当有人问我有关使用 C++的指导时, 我总是首先问他们已有的编程经验经验。 有些人刚开始学习编程,并决定学习 C++作为他们的第一门编程语言; 有些人已经掌握了少量的 C++,并且想要学习更多; 而有些人已经使用了其他语言编程多年,然后尝试学习一些 C++。 因为不同的人有不同的背景以及不同的学习目标, 所以我会推荐一些不同的材料。

不过,我想提到的一件事是,仅仅阅读书籍或观看视频并不是学习的最佳策略。 无论您处于什么阶段,把学到的知识用到实践中都非常重要,因此开始进行一些编程项目会对你的学习很有帮助。

另外一件我想提到的是, 我在这里推荐到资源基本上都是英文资源。 我强烈建议您试图通过英文资源来学习, 因为您只通过中文来学习编程, 那么您将失去使用绝大多是好的学习资料的机会。

如果我刚刚开始学习编程并选择 C++作为我的第一门编程语言,我该怎么做?

对于编程初学者来说,我推荐 Bjarne Stroustrup(C++之父)的《C++程序设计:原理与实践》第二版(Programming: Principles and Practice Using C++ 2nd edition)。 这本书有中文翻译,不过就像我之前说的,如果您有一点的英文阅读能力,我建议您阅读原版。 因为这本书很厚,所以您不一定能够坚持看完整本,但是无论您看了多少页你都能学到东西。

如果您不想要看书, C++专家 Kate Gregory 在 Pluralsight 网站上提供了不少的视频教程。 其中她的入门教程是Learn to Program with C++。 如果你加入#include<c++> discord 服务器, 你可以在服务器内直接为她要一份试用码。

如果我以前已经学习过一些 C++并且想更深入地学习,我该怎么做?

也许您已经从大学数据结构课程中使用过一些 C++, 又或者您学习了一些使用 C++的在线教程, 接下来该做什么?

根据我的个人经历以及我所听闻的, 大多数大学编程课程或那些在线教程的质量都偏低,而且讲师通常对 C++一知半解。 您可能会被之前的学习资源所误导,并且学习到了一些错误的实践或者是对概念的误解。 因此,选择正确的学习资料是对高效学习十分重要的一点。

在这种情况下,我同样会推荐 Bjarne Stroustrup 的《C++程序设计:原理与实践》第二版。 你可以看书看得比纯粹初学者更快一些,不过使用该书来系统地查漏补缺依然很有好处。 如果您更喜欢视频教程, 可以从 Kate Gregory 的C++ Fundamentals Including C++17开始。

如果我是另一门语言的资深人士并想学习 C++,该怎么办?

如果您已经精通了某个其他的编程语言,并且想开始学习一些 C++, 您可以直接选择更加进阶的材料。

对于书来说, 我建议阅读 Bjarne Stroustrup 的《C++程序设计语言》第四版(The C++ Programming Language (4th Edition))。 这本书是我读过的最好的技术书籍之一。 不过这本书也同样相当得厚。

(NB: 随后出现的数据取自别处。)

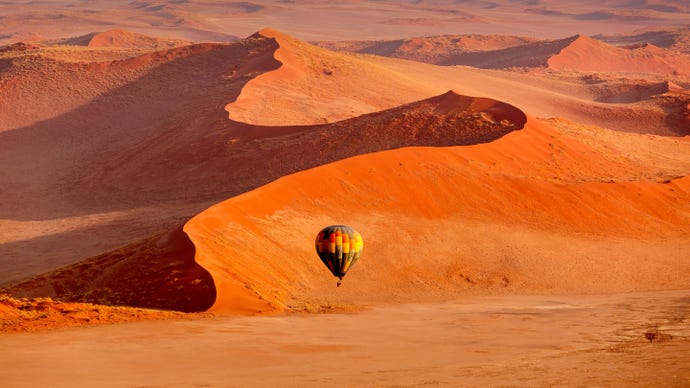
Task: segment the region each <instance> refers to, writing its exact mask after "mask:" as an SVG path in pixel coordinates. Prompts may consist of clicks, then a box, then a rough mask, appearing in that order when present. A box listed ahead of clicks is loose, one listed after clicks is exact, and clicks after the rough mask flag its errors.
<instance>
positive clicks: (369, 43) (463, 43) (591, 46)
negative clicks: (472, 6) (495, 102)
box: [317, 34, 690, 77]
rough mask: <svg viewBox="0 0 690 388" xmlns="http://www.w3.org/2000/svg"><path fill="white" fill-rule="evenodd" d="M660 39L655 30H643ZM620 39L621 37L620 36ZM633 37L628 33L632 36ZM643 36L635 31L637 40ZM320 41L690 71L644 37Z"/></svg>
mask: <svg viewBox="0 0 690 388" xmlns="http://www.w3.org/2000/svg"><path fill="white" fill-rule="evenodd" d="M647 38H648V39H649V40H652V41H654V42H663V41H660V40H659V38H657V39H655V35H653V34H650V35H649V36H647ZM620 39H623V38H620ZM630 39H632V38H630ZM639 39H641V38H640V37H637V39H636V40H634V41H636V42H638V41H639ZM317 44H318V45H320V46H323V47H328V48H331V49H336V50H344V51H352V52H358V53H368V54H376V55H383V56H387V57H395V58H403V59H409V60H413V61H420V62H426V63H433V64H437V65H465V66H473V67H479V68H485V69H507V68H514V67H527V68H549V69H557V70H563V69H568V70H578V71H600V72H627V73H651V74H662V75H669V76H673V77H687V76H689V75H690V70H689V69H688V66H687V63H688V61H689V60H690V57H688V55H687V53H684V52H683V51H682V50H670V49H665V48H661V47H658V46H656V45H653V44H652V43H649V42H648V41H643V42H640V43H638V44H636V45H630V46H625V47H617V46H614V45H611V44H609V43H605V42H603V41H601V40H597V39H592V38H590V37H587V36H584V35H575V36H572V37H568V38H564V39H557V40H536V39H528V38H522V37H513V36H490V35H476V36H475V35H460V36H455V37H453V36H432V37H427V38H414V39H406V40H400V41H383V42H366V41H351V42H318V43H317Z"/></svg>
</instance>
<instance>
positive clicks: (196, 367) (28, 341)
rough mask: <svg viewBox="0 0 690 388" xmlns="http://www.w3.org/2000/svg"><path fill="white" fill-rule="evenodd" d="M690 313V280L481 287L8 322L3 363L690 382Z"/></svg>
mask: <svg viewBox="0 0 690 388" xmlns="http://www.w3.org/2000/svg"><path fill="white" fill-rule="evenodd" d="M689 317H690V291H663V292H649V293H632V294H616V295H605V296H565V297H561V296H553V295H550V296H512V297H474V298H464V299H463V300H459V301H457V302H454V303H446V304H410V305H380V306H375V307H372V308H371V309H368V310H366V311H363V312H360V313H354V314H352V313H348V314H340V313H334V314H318V315H314V314H296V315H282V316H269V317H212V318H207V319H197V320H173V321H148V322H146V321H145V322H136V323H128V324H118V325H103V326H93V327H88V328H71V329H58V330H53V331H44V332H37V333H23V334H14V335H2V336H0V348H2V349H3V352H2V353H0V364H1V365H3V384H5V385H6V386H12V387H37V386H55V387H58V386H65V387H68V386H69V387H82V386H83V387H93V386H99V387H106V386H132V387H134V386H136V387H162V386H165V387H192V386H196V387H206V386H229V387H232V386H243V387H248V386H299V387H304V386H333V385H339V386H383V387H386V386H479V385H481V386H626V387H631V386H659V387H660V386H667V387H668V386H688V385H690V322H689ZM649 339H651V341H650V340H649Z"/></svg>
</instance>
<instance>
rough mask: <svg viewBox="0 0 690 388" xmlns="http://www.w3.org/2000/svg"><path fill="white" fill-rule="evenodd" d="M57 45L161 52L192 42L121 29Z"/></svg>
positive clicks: (91, 33) (93, 33)
mask: <svg viewBox="0 0 690 388" xmlns="http://www.w3.org/2000/svg"><path fill="white" fill-rule="evenodd" d="M57 43H58V44H60V45H69V46H86V47H92V48H94V47H108V48H131V49H137V50H143V49H148V50H163V49H170V48H174V47H178V46H186V45H190V44H192V42H189V41H185V40H181V39H162V38H154V37H151V36H147V35H143V34H137V33H134V32H131V31H125V30H121V29H114V30H108V31H103V32H93V33H91V34H86V35H82V36H78V37H74V38H68V39H62V40H60V41H58V42H57Z"/></svg>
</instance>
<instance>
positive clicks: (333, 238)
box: [316, 225, 364, 286]
mask: <svg viewBox="0 0 690 388" xmlns="http://www.w3.org/2000/svg"><path fill="white" fill-rule="evenodd" d="M363 247H364V243H363V242H362V236H361V235H360V234H359V233H358V232H357V231H355V230H354V229H352V228H350V227H349V226H346V225H331V226H327V227H325V228H323V229H321V231H320V232H319V234H318V235H317V236H316V253H318V254H319V257H320V258H321V261H322V262H323V263H324V264H325V265H326V267H328V269H329V270H330V271H331V273H333V275H334V276H336V277H338V279H340V280H343V276H345V274H346V273H347V271H348V270H349V269H350V268H352V266H353V265H354V264H355V262H356V261H357V259H359V256H360V255H361V254H362V248H363ZM338 286H340V282H338Z"/></svg>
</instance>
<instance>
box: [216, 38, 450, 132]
mask: <svg viewBox="0 0 690 388" xmlns="http://www.w3.org/2000/svg"><path fill="white" fill-rule="evenodd" d="M258 35H259V36H265V37H268V38H272V39H274V40H275V41H276V43H277V44H278V46H279V48H278V50H276V52H275V55H274V56H275V58H276V60H278V61H279V62H280V63H281V66H280V68H279V69H278V70H276V71H273V72H270V73H266V74H262V75H260V76H259V77H256V78H255V79H254V80H252V82H251V84H250V85H248V87H246V88H244V89H243V90H242V93H241V94H240V96H239V97H238V98H237V100H235V101H233V102H232V103H230V104H228V106H227V107H226V109H227V110H228V112H229V115H230V118H231V119H232V120H236V121H240V122H244V123H250V124H257V125H286V124H289V125H309V124H322V123H328V122H334V121H339V120H343V119H346V118H351V117H354V116H359V115H361V114H364V113H371V112H375V111H379V110H383V109H387V108H392V107H394V106H398V105H401V104H404V103H408V102H411V101H415V100H420V99H422V98H425V97H429V96H433V95H436V94H439V93H441V92H443V91H445V90H448V89H450V88H449V87H444V88H443V90H440V89H438V88H437V87H433V86H429V85H426V84H424V83H420V82H416V81H415V79H414V78H411V77H409V76H408V75H407V74H404V73H400V72H396V71H395V70H392V69H390V68H387V67H384V66H381V65H378V64H377V63H376V62H375V61H371V60H367V59H364V58H359V57H355V56H352V55H344V54H342V53H336V52H332V51H329V50H326V49H322V48H319V47H316V46H313V45H310V44H308V43H305V42H301V41H299V40H296V39H294V38H292V37H290V36H288V35H285V34H283V33H280V32H278V31H275V30H272V29H264V30H261V31H260V32H259V33H258ZM298 112H299V113H298Z"/></svg>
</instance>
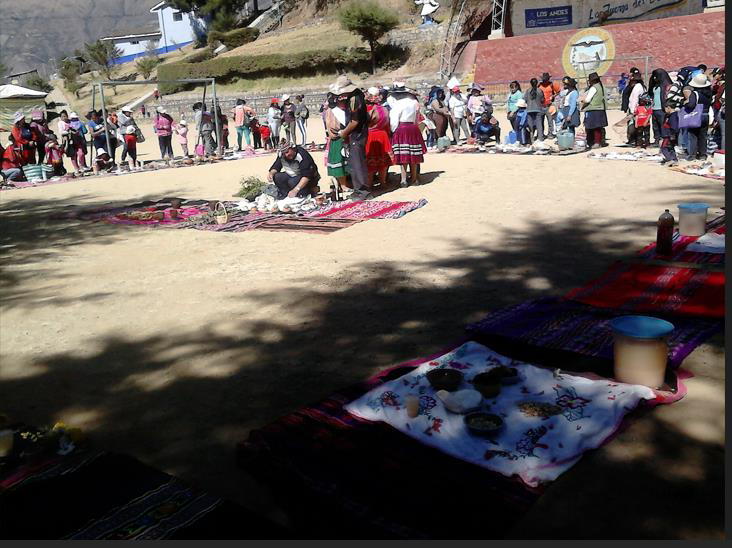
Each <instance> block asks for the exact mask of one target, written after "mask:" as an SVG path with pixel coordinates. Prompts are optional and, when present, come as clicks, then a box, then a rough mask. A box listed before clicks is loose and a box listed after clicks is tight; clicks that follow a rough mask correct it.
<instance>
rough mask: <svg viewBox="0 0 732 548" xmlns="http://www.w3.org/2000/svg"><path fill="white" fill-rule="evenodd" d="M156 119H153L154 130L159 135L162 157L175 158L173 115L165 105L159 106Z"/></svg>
mask: <svg viewBox="0 0 732 548" xmlns="http://www.w3.org/2000/svg"><path fill="white" fill-rule="evenodd" d="M155 110H156V113H155V120H153V131H154V132H155V134H156V135H157V136H158V146H159V147H160V157H161V158H162V159H163V160H165V159H168V160H172V159H173V143H172V141H173V124H174V123H175V121H174V120H173V117H172V116H171V115H170V114H168V113H167V111H166V110H165V109H164V108H163V107H157V108H156V109H155Z"/></svg>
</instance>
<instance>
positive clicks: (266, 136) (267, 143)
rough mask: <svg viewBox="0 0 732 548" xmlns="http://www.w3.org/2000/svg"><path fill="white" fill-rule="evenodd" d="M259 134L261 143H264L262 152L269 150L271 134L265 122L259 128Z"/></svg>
mask: <svg viewBox="0 0 732 548" xmlns="http://www.w3.org/2000/svg"><path fill="white" fill-rule="evenodd" d="M259 133H260V134H261V136H262V143H264V150H269V149H270V148H271V147H272V139H271V137H272V132H271V131H270V129H269V125H268V124H267V122H262V125H261V126H260V128H259Z"/></svg>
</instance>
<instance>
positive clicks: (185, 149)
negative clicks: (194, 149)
mask: <svg viewBox="0 0 732 548" xmlns="http://www.w3.org/2000/svg"><path fill="white" fill-rule="evenodd" d="M174 128H175V134H176V135H177V136H178V143H180V148H181V149H183V156H185V157H186V158H188V157H189V155H188V122H186V121H185V120H181V121H180V122H178V123H177V124H175V126H174Z"/></svg>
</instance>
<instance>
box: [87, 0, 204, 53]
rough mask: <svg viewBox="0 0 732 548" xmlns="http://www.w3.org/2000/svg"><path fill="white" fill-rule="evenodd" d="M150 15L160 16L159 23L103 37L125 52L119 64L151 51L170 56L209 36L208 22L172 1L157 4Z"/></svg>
mask: <svg viewBox="0 0 732 548" xmlns="http://www.w3.org/2000/svg"><path fill="white" fill-rule="evenodd" d="M150 13H154V14H156V15H157V18H158V21H157V24H155V23H151V24H150V25H148V26H146V27H143V28H140V29H136V30H130V31H124V32H117V33H115V34H114V35H111V36H105V37H103V38H101V40H102V41H103V42H104V41H110V42H113V43H114V44H115V45H116V46H117V47H118V48H120V49H121V50H122V55H121V56H120V57H119V58H118V59H117V61H116V63H117V64H121V63H127V62H129V61H132V60H134V59H136V58H138V57H142V56H143V55H145V54H146V53H147V52H148V51H153V52H154V53H158V54H160V53H168V52H169V51H174V50H176V49H180V48H182V47H183V46H187V45H188V44H190V43H192V42H193V41H194V40H195V39H196V36H198V35H204V34H205V33H206V23H205V21H203V20H202V19H199V18H198V17H196V16H195V15H193V14H192V13H185V12H182V11H180V10H178V9H176V8H174V7H173V6H171V5H170V4H169V3H168V2H156V3H155V4H154V5H153V6H152V7H151V8H150Z"/></svg>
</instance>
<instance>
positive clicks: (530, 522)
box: [0, 201, 723, 538]
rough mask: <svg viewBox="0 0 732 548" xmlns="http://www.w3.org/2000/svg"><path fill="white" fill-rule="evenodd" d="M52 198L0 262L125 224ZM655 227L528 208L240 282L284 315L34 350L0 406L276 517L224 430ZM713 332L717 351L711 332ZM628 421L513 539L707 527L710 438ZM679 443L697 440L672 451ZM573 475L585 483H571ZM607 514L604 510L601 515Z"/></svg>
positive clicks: (256, 483)
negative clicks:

如果您没有时间阅读该书并且想要有一个简短的 C++介绍, 您可以购买《A Tour of C++》第二版。

我认为我对 C++有一定的了解了。 下一步是什么?

如果您花了数月的时间学习上述资料, 并觉得您对 C++基本概念有相当的了解。 接下来该做什么?

如果您达到了这个阶段,那么您应该对下列的多数话题有相当的熟悉程度:

  • 如何正确使用const
  • 模板(templates)
  • 引用(references)以及指针(pointers)
  • 对标准库的熟练使用,尤其是迭代器(iterators)以及标准算法(algorithms)
  • RAII
  • 析构函数(destructor)
  • 复制/移动构造函数以及复制/移动赋值运算符
  • 移动语义(move semantics)
  • 运算符重载(operator overloading)
  • lambda 表达式以及函数对象
  • 未定义行为(undefined behaviors)

如果你已经到了这个阶段, 那么为 C++找到实际用途或许比学习 C++语言本身更重要了。 C++被用于许多不同的用途, 而您也可以开始考虑如何把 C++应用在您感兴趣的领域上。

同样,现在是学习 C++生态系统的好时机,您可以花一些时间来深入学习例如Catch2等单元测试库,CMake等构建系统, 以及Conan等包管理器。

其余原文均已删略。